August 6, 2021

Milton Moses Ginsberg, 85, Unconventional Filmmaker, Dies

Mr. Ginsberg’s disappointment at the response to his features was eased somewhat when the Museum of Modern Art screened “Coming Apart” in 1998. But he was still too pained by its reception nearly 30 years before to watch it; he did not enter the theater until it ended, when he spoke to the audience. MoMA has shown it a few times since.

“It was like nothing I’d ever seen,” Laurence Kardish, the former longtime senior curator of MoMA’s film department, who had seen “Coming Apart” during its original release, said by phone. “It was very explicit and very raw and struck me as an essential New York film, showing a New Yorker’s enthusiasm for self-examination.”

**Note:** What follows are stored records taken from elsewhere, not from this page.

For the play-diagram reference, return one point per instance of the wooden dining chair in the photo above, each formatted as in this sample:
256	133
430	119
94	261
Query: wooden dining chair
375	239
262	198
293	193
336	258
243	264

When “Coming Apart” was released on video in 2000, an article in The Chicago Tribune called it “stylistically audacious.” And in 2011, the Brooklyn Academy of Music screened both of Mr. Ginsberg’s films. After its associate curator, Jacob Perlin, moved to Metrograph, the repertory theater on the Lower East Side, where he is now the artistic and programming director, he held a 50th-anniversary screening of “Coming Apart” in 2019. Restorations of both of Mr. Ginsberg’s movies have been completed by the film company Kino Lorber.

The belated acceptance of his films offered some redemption to Mr. Ginsberg.

“In 2011, Milton said that he’s had two afterlives,” Mr. Perlin, who became friends with Mr. Ginsberg, said by phone. “When MoMA showed ‘Coming Apart,’ and 2011, when I showed both his films.”